4 min Applications

OpenAI squabbles with DeepSeek: the pot calling the kettle black

OpenAI squabbles with DeepSeek: the pot calling the kettle black

To make ChatGPT a reality, OpenAI trained its models on virtually every corner of the public Internet. Now, its own intellectual property appears to have been used to craft a competitor: DeepSeek-R1. OpenAI CEO Sam Altman says he welcomes the competition, but other signs point to a more aggressive stance.
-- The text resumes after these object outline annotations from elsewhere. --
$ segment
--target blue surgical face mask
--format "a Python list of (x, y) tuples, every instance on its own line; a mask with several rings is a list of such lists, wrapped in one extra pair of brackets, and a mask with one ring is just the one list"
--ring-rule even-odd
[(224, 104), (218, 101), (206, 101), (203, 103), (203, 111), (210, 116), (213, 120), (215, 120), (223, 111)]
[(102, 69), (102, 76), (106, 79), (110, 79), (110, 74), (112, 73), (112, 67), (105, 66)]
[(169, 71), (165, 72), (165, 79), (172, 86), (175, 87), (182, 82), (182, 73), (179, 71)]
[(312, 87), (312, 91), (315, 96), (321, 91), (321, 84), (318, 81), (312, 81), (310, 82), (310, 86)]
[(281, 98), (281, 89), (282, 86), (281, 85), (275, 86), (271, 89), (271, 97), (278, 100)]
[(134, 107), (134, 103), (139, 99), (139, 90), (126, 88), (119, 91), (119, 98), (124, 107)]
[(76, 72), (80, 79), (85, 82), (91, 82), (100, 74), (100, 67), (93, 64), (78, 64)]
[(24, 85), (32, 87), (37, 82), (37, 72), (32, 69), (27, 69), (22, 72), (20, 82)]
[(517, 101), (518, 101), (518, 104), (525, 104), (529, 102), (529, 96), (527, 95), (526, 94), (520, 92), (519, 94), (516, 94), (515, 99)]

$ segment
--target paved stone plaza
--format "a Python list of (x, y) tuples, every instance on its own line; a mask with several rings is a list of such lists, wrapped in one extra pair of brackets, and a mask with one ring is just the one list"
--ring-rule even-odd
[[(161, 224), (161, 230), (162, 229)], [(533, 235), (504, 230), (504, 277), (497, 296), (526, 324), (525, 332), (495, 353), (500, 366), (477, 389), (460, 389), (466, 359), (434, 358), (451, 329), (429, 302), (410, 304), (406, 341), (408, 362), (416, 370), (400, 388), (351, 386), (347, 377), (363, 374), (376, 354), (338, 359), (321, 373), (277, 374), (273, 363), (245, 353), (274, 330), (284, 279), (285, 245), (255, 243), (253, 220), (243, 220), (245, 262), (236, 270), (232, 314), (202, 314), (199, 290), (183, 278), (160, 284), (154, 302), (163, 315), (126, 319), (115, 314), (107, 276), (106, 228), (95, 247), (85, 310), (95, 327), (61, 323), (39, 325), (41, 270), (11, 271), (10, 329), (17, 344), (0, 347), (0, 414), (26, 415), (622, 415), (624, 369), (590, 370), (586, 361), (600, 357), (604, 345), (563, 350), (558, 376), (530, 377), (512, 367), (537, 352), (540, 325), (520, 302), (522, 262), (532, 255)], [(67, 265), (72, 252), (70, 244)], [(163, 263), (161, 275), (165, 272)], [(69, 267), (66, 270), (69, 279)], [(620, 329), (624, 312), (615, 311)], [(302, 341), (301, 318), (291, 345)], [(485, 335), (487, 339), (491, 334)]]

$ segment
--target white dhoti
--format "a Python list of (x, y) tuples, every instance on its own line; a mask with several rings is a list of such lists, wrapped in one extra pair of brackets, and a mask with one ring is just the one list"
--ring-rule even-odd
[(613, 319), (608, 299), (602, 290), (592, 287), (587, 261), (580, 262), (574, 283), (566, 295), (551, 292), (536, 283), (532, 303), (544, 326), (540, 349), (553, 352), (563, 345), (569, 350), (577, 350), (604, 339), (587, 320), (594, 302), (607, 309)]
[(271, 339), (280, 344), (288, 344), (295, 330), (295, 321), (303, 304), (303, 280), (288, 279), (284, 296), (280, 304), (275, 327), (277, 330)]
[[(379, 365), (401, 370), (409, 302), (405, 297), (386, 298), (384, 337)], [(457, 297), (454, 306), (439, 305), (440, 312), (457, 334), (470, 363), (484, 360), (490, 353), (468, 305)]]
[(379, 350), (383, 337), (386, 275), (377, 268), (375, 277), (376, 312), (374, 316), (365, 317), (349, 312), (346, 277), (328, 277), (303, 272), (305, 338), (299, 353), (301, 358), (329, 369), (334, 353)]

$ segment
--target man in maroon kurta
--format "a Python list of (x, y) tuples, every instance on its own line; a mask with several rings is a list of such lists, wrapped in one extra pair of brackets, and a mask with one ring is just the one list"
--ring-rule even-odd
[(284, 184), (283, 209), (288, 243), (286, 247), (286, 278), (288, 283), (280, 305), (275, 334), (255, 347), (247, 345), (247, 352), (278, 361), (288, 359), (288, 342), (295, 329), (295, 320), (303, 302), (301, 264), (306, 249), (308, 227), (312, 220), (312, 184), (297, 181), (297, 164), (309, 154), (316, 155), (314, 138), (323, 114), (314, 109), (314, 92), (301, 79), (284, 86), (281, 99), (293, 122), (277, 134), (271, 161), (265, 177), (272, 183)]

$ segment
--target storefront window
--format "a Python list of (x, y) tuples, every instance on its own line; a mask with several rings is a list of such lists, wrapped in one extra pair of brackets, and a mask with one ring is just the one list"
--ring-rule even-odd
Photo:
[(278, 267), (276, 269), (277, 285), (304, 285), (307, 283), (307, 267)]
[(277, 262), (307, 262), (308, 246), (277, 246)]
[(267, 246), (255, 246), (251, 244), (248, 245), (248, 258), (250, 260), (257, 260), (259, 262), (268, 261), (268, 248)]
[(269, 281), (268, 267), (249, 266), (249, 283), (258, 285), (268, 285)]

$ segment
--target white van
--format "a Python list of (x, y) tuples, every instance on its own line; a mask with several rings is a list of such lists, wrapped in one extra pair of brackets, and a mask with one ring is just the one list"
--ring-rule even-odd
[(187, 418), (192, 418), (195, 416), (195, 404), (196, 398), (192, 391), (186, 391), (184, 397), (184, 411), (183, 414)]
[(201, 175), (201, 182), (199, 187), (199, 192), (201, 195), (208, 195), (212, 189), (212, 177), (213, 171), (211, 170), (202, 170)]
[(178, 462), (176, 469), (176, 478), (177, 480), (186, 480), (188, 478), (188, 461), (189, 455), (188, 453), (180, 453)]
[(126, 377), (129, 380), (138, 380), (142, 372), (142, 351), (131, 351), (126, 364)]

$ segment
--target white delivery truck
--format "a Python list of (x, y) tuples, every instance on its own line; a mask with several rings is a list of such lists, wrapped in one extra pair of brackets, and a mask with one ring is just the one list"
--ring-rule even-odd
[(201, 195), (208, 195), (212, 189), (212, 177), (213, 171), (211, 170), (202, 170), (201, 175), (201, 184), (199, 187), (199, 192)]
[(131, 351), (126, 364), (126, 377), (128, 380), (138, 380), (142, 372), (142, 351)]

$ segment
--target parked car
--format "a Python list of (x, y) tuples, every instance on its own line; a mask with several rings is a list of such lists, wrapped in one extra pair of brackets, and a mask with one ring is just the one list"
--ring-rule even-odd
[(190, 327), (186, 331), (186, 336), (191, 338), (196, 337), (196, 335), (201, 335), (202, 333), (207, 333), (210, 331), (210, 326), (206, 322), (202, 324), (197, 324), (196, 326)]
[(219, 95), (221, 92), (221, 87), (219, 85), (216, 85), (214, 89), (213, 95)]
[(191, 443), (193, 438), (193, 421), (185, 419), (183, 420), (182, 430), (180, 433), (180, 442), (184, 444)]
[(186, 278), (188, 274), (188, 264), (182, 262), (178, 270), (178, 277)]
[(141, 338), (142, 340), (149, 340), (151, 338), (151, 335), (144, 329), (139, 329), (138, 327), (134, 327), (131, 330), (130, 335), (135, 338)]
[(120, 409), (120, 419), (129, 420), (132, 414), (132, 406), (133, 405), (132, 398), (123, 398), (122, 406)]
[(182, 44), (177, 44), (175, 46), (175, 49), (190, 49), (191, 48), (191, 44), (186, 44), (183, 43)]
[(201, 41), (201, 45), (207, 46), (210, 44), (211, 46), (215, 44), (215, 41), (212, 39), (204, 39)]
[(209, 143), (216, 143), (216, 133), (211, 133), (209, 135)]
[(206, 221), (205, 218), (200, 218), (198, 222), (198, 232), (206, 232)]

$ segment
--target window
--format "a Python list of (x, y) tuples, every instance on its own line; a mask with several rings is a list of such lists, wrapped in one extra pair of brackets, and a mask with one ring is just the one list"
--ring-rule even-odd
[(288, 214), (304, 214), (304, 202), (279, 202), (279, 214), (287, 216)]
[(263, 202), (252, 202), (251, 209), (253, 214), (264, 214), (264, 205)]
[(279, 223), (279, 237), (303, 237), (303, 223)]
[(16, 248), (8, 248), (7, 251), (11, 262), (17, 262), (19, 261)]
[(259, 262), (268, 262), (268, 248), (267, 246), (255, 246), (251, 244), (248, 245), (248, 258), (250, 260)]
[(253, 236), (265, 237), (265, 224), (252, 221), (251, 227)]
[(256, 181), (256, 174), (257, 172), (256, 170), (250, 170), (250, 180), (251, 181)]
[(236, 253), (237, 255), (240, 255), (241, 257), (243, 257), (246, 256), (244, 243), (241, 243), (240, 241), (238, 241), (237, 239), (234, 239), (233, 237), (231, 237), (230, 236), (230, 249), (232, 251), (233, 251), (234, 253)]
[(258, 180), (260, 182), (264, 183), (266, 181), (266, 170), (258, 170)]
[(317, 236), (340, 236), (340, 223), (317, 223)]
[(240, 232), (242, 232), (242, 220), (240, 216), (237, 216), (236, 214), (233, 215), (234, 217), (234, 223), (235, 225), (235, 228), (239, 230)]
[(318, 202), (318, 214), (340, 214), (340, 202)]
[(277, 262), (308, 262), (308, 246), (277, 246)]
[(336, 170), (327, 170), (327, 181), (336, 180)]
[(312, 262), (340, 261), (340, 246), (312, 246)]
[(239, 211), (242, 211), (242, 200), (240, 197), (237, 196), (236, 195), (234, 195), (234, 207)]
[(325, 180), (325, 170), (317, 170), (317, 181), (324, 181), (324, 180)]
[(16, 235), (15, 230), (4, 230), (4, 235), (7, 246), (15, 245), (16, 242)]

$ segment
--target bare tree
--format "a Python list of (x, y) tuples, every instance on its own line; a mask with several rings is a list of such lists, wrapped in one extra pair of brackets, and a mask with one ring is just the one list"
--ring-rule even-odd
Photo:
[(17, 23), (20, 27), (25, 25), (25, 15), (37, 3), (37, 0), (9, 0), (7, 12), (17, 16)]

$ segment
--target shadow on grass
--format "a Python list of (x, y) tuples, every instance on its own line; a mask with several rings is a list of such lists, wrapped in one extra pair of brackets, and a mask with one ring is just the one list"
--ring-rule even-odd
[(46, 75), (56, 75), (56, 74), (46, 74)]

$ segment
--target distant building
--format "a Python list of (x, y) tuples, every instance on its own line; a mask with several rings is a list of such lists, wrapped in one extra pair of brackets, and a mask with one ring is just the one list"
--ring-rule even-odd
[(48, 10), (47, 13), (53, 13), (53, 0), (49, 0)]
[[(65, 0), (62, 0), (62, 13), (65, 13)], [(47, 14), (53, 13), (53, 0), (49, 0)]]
DeepSeek’s V3 model, which formed the basis for R1, was reportedly trained for just over $5 million. This news caused a major shock among AI companies, especially those based in the United States. OpenAI in particular believed that with o1 it had a far more powerful LLM than any rival, leaving competitors little room to catch up. Now it seems the situation has changed.

Privacy concerns

There are plenty of reasons to be concerned, and OpenAI, Microsoft, and U.S. competitors have additional comments about DeepSeek’s sudden popularity. For instance, an API developer at OpenAI complained that Americans are all too ready to hand over their data to the Chinese Communist Party (CCP). This is a valid concern, but at the same time users have already compromised their data privacy on a massive scale through their interactions with ChatGPT as well as its rivals Gemini and Claude. Perhaps it feels slightly less grim when one shares data with a Western company, but the reality remains that data collection is key for all major AI players. The twist is that, with a sufficiently powerful server, you can run DeepSeek’s largest model entirely on-premises without ever connecting to the Internet. So who is really the champion of open AI and privacy here?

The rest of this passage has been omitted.